É tempo de repensar o humano no homem – o
humano e não o homem, a humanidade do homem para além, ou fora, da sua
existência circunstancial.
Presos à roda da
vida, não passaremos de meros alcatruzes a tirar a água do fundo do poço e a
tentar levá-la aos nossos ilusórios moinhos. Em vão procuramos fingir o
contrário, mas é mesmo assim!
Passaram-se semanas
desde a última vez que vim a esta coluna, que generosamente me é
disponibilizada semanalmente, para deixar umas pegadas no tempo que passa e
sobre algumas “coisas” que passam por ele e com ele. No entretanto, o Sr.
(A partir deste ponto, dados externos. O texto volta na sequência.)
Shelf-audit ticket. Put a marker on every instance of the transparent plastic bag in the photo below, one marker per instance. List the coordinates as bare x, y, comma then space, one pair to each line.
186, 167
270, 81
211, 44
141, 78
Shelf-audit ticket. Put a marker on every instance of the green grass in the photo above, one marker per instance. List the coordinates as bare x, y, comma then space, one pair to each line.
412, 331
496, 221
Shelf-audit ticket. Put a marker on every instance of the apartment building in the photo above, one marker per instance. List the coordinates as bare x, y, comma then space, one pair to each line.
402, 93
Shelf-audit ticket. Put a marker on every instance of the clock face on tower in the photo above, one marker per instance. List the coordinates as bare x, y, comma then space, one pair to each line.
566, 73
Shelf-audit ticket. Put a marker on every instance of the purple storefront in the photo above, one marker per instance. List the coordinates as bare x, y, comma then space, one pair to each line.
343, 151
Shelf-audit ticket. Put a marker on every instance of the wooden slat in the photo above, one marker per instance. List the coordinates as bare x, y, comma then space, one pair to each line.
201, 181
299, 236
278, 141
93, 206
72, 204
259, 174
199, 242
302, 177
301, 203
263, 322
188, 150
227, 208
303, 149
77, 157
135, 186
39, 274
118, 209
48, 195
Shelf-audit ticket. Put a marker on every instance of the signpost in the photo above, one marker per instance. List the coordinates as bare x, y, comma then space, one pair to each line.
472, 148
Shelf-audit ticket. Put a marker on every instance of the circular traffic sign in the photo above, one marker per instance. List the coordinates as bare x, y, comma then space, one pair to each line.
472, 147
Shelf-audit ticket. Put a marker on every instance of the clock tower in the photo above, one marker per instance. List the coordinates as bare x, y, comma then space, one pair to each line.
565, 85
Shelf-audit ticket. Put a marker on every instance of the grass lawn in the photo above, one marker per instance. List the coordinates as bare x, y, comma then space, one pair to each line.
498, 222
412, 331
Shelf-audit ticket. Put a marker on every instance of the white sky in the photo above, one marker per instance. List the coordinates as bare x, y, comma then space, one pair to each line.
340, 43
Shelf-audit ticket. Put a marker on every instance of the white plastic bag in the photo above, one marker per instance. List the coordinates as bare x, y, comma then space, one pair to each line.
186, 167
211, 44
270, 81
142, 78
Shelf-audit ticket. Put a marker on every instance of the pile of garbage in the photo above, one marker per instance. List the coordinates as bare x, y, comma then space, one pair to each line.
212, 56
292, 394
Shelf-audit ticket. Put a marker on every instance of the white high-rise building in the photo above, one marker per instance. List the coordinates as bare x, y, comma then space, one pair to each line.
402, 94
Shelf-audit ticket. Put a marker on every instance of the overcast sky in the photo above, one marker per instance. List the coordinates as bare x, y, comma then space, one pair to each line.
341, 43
Eusébio da Silva Ferreira cansou-se de nós e deixamos de o ver. E isso tocou-me
fundo. Falaram muitos, então, em levá-lo ao Panteão Nacional – era quem mais e
mais o “recordava”, aliás, nesses dias de eclipse, de tal forma que chegou a
assustar-me a hipótese de uma mortandade de algumas ilustríssimas personagens
que passavam (passeavam) eufóricos, incessantemente, nas televisões da desgraça
mercantilista (a morte é um grande negócio!) ao lado do Sr. Eusébio.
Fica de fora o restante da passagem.